After I finish my studies, I am thinking of starting up a park devoted to reptiles. It would have beautiful gardens, and spacious enclosures for many different species of lizard, snake, crocodilian, and turtle (including, of course, lots of tortoises). It could also have, to a lesser extent, some associated animals, like fish, birds, primates, and small carnivorans. I was thinking of starting to network for this project soon, so that by the time I graduate I could work on it professionally.

So what do you think? Would you visit such a park? Do you think Denver could use it? If so, please share your thoughts below. Also, if you have some ideas, advice, or contacts for me, please share those, too. And feel free to PM me as well.

Thanks,
Gaddy 


PS - I have also thought about starting a drive-through safari, which Colorado also lacks. It would feature native megafauna, like elk and bison (which I currently study). However, because such an operation would require more land, it would probably have to come later on. Nevertheless, I'd love to hear your thoughts about this idea, too. Thanks.


----------



## Tom (Nov 27, 2012)

Well I like reptiles and reptile parks, so I'm all for it. I certainly can't speak for what the residents of Denver will like, but I'd go see your place, if I was in Denver.


----------



## Yvonne G (Nov 27, 2012)

I just wonder about the weather. Seems like a really expensive thing to make lots of viewer-friendly indoor habitats for winter time.


----------



## Edna (Nov 27, 2012)

If this proposed reptile park were to be located conveniently, include educational exhibits, be largely kid-safe and kid-friendly, have capacity for large groups (100+), and have bus parking, it could be a great field trip destination.


----------



## Jacqui (Nov 27, 2012)

First off, I am so impressed when folks have such major dreams and I hope you see your dream come true. I think it would be great. The area has quite a bunch of herp folks, plus is a heavily travel/visited place. What your talking of creating, if done well, would be a major attraction to everybody and be a of wonderful educational value. I would have loved to have had such a place all those hours Jeff and I killed in the Denver area... of course, you need to have room in your lot for semidrviers to stop and visit.  I say if you want this, go for it.


----------



## wellington (Nov 27, 2012)

emysemys said:


> I just wonder about the weather. Seems like a really expensive thing to make lots of viewer-friendly indoor habitats for winter time.



That's what I was wondering about the cold winters. Sounds Like a very cool idea/dream. If I were to ever want to visit Denver, I would come see it. Good luck, hope you succeed


----------



## Terry Allan Hall (Nov 30, 2012)

emysemys said:


> I just wonder about the weather.
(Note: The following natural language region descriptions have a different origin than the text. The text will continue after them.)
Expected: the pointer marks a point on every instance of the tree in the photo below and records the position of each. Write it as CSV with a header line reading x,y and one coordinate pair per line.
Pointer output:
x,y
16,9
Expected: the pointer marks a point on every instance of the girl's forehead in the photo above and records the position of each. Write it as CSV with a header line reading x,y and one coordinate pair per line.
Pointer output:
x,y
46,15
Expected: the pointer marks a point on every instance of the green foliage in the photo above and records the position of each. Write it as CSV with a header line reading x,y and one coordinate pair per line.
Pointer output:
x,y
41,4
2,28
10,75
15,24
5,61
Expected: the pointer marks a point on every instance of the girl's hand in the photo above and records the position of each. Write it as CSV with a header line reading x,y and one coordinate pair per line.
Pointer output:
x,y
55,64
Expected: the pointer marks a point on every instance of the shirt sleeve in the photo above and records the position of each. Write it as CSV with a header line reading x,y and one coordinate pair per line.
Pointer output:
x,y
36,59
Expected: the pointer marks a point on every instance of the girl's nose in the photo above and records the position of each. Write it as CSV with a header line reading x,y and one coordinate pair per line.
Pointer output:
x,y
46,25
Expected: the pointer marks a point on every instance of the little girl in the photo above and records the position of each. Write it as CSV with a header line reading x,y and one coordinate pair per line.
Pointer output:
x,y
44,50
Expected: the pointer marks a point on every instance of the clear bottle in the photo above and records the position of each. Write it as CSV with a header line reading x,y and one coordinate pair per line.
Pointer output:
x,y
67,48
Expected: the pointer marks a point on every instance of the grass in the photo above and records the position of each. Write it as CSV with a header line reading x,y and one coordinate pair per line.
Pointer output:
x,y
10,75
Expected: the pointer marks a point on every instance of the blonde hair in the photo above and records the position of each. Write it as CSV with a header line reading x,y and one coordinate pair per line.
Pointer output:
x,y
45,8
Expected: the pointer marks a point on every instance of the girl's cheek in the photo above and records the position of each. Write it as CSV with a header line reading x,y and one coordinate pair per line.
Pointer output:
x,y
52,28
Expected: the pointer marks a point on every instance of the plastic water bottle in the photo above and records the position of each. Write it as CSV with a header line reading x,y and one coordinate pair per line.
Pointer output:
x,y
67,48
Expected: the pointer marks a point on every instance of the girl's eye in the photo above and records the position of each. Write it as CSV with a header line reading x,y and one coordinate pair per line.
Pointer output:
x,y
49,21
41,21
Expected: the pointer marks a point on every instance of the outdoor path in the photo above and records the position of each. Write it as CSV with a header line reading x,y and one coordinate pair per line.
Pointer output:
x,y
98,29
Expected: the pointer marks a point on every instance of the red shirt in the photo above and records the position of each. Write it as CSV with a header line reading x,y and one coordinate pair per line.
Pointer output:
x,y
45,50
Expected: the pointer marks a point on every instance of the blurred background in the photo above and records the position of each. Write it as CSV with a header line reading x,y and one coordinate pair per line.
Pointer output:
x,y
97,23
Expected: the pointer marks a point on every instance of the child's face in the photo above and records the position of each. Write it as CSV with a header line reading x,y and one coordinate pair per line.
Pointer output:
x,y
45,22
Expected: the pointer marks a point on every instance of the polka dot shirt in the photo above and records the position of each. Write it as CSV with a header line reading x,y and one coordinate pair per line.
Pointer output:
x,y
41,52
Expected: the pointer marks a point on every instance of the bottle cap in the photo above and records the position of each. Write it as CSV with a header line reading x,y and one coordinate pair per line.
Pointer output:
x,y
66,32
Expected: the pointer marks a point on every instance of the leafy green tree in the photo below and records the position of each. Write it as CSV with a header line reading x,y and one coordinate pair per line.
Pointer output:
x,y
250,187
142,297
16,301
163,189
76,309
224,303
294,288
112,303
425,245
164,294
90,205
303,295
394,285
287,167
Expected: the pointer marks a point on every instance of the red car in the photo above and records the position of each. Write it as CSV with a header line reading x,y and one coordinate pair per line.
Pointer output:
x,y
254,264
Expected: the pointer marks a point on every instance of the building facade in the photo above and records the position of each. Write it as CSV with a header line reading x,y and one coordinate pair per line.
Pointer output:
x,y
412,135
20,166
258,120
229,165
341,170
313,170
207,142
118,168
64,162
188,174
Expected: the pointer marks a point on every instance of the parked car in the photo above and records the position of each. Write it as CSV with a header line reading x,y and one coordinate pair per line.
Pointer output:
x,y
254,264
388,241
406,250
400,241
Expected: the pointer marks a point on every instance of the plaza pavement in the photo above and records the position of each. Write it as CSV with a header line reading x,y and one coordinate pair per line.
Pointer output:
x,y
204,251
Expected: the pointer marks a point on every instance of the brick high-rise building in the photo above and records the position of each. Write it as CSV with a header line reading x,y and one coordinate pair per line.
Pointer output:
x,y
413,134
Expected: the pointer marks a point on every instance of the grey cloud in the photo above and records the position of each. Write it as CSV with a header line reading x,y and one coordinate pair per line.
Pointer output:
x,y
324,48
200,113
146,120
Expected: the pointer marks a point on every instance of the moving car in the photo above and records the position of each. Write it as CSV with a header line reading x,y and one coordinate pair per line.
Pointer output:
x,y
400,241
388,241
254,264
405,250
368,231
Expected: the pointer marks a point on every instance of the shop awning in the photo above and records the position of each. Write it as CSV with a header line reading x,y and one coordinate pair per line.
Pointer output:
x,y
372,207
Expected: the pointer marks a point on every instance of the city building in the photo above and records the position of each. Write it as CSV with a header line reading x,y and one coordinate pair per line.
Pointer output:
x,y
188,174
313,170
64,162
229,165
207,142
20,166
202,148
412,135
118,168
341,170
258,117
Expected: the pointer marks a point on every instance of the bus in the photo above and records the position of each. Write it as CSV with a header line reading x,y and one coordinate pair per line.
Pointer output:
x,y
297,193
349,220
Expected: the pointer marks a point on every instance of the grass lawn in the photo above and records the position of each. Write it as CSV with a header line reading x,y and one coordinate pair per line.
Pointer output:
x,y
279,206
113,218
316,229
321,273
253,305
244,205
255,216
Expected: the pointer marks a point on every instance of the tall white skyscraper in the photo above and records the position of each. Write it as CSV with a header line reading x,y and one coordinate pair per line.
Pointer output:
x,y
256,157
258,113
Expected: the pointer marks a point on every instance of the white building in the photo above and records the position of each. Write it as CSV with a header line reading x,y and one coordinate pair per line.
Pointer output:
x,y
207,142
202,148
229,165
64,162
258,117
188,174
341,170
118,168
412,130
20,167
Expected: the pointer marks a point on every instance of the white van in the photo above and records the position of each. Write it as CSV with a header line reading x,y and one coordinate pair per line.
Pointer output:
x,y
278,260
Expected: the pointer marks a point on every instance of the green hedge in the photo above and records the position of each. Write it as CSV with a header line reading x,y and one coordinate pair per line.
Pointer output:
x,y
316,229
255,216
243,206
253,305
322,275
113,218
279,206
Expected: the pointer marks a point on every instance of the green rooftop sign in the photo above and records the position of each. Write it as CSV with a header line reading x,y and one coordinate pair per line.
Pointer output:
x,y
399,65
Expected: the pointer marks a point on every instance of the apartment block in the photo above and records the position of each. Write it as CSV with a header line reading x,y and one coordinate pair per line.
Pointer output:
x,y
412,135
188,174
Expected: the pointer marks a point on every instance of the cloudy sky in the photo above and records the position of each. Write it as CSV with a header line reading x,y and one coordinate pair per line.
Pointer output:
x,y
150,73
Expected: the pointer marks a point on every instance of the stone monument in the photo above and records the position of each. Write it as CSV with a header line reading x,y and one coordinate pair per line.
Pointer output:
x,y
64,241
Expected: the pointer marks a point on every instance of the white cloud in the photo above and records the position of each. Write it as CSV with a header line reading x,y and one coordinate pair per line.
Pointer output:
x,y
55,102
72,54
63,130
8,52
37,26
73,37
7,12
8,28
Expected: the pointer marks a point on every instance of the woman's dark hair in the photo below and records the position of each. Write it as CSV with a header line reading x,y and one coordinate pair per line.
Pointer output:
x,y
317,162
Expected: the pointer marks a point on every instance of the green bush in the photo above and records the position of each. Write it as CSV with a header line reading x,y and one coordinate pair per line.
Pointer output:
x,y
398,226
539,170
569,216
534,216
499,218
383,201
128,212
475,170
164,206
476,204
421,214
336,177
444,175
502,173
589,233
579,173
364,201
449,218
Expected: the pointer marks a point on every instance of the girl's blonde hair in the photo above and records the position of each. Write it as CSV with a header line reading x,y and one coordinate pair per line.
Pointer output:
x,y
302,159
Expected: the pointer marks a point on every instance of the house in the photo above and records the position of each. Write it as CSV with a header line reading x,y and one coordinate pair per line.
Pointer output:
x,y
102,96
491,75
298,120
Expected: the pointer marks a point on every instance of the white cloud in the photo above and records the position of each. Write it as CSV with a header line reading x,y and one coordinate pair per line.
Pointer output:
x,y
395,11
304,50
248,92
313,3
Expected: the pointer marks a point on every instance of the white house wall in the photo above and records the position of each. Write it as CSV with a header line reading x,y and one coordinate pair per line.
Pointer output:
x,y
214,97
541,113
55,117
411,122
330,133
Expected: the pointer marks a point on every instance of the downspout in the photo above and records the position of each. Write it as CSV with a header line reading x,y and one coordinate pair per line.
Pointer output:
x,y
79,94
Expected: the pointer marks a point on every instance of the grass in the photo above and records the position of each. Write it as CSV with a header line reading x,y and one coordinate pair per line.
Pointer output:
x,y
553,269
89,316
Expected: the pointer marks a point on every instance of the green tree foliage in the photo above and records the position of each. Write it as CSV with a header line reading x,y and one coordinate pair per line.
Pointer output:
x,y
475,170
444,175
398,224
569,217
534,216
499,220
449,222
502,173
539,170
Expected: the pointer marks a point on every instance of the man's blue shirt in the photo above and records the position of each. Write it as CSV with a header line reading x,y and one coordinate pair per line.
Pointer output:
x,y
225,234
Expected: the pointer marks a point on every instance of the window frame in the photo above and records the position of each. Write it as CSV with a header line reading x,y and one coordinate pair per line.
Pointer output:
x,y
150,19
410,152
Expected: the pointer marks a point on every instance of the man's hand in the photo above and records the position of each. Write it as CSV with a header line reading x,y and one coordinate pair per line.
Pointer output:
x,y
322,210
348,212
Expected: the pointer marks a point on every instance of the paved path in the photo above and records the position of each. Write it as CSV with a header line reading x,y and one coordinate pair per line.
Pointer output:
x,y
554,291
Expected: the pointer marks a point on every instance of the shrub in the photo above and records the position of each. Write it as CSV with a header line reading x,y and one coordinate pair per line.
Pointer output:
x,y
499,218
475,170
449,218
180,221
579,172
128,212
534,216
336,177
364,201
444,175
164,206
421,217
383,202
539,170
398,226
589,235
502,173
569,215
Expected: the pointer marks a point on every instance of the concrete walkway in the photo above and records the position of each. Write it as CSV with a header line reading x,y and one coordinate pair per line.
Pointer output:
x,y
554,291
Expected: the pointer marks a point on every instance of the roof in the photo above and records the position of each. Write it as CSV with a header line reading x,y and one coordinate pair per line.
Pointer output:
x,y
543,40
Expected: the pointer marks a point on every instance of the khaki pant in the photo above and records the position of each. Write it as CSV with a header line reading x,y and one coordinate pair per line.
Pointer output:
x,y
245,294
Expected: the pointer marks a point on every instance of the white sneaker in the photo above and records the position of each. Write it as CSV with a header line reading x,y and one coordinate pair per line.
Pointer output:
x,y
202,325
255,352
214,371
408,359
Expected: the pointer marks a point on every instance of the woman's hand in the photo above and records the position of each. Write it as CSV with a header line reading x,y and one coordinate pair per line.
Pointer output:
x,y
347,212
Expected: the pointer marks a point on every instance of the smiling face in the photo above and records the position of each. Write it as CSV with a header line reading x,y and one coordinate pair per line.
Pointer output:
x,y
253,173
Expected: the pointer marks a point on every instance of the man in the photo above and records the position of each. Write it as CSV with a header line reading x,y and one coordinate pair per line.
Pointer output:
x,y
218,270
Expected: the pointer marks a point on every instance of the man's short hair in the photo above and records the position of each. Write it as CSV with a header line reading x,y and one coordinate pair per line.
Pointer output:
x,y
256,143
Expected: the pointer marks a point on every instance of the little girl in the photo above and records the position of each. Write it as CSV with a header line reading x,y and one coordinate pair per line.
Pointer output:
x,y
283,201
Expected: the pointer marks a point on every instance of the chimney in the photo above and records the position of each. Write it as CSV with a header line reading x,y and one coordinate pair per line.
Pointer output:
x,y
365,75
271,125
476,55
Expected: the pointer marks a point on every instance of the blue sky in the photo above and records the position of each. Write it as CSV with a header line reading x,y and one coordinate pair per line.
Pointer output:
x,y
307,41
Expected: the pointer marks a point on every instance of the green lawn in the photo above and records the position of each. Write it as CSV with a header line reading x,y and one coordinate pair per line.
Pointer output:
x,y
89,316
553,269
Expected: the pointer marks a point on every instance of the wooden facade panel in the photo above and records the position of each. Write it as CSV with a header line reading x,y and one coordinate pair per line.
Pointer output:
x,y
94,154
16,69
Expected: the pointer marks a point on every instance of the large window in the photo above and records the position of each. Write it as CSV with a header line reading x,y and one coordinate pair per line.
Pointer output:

Seems like a really expensive thing to make lots of viewer-friendly indoor habitats for winter time.



My thoughts, as well...


----------



## GeoTerraTestudo (Dec 3, 2012)

Thanks for your thoughts, everyone. Yes, I can see how a reptile garden in Colorado would incur costs that a similar one would not incur in Florida.


----------



## Jacqui (Dec 3, 2012)

Of course in Florida, such a place would be rather common. In Colorado, it would be something special and the only place of it's kind to draw folks to.


----------



## Terry Allan Hall (Dec 3, 2012)

Have you considered using solar panels and wind mills to power the exhibit?

Big initial investment, but one that'd likely pay for itself, if you can get enough backing to keep it going until it turned a profit...

And, it'll likely be the ONLY such attraction in the area, so it could turn out to be VERY lucrative, in time.


----------



## Neal (Dec 3, 2012)

I think you'd have an easier time doing this thing here in AZ! 

But, I guess instead of the cold, you'd have to deal with the heat....


----------



## GeoTerraTestudo (Dec 11, 2012)

Here's a reptile garden in South Dakota. It's called "Reptile Gardens"!

http://www.reptilegardens.com/

I was thinking of calling ours "Turtle World."


----------



## EricIvins (Dec 11, 2012)

You actually have an advantage being in Colorado, but not neccessarily Denver. Geothermic Energy.......

http://www.gatorfarm.com/


----------



## Spn785 (Dec 11, 2012)

I think this is a great idea, and if you use solar panels or windmills like Terry suggested you could easily get government grants. When you decide to start on this let us know because I know I would travel to Denver to help get things started.


----------



## GeoTerraTestudo (Dec 11, 2012)

Thanks, guys!


----------



## Angi (Dec 13, 2012)

If I were in Denver I would go. You might be able to get grants if you started a 4-H section too. I know a lady that got a grant to start a bee 4-h club.


----------



## bellyboo (Dec 13, 2012)

I love this idea! We are in Nebraska, but lived in Fort Collins for about 5 years and made lots and lots of trips to Denver to the downtown aquarium and still take our kiddos back once a year. I always wished that there was a place with more reptiles. I think it would be fascinating and draw lots of people along with the other great attractions Denver has to offer. 

Good luck with your dream! It's a big one, but a great one!


----------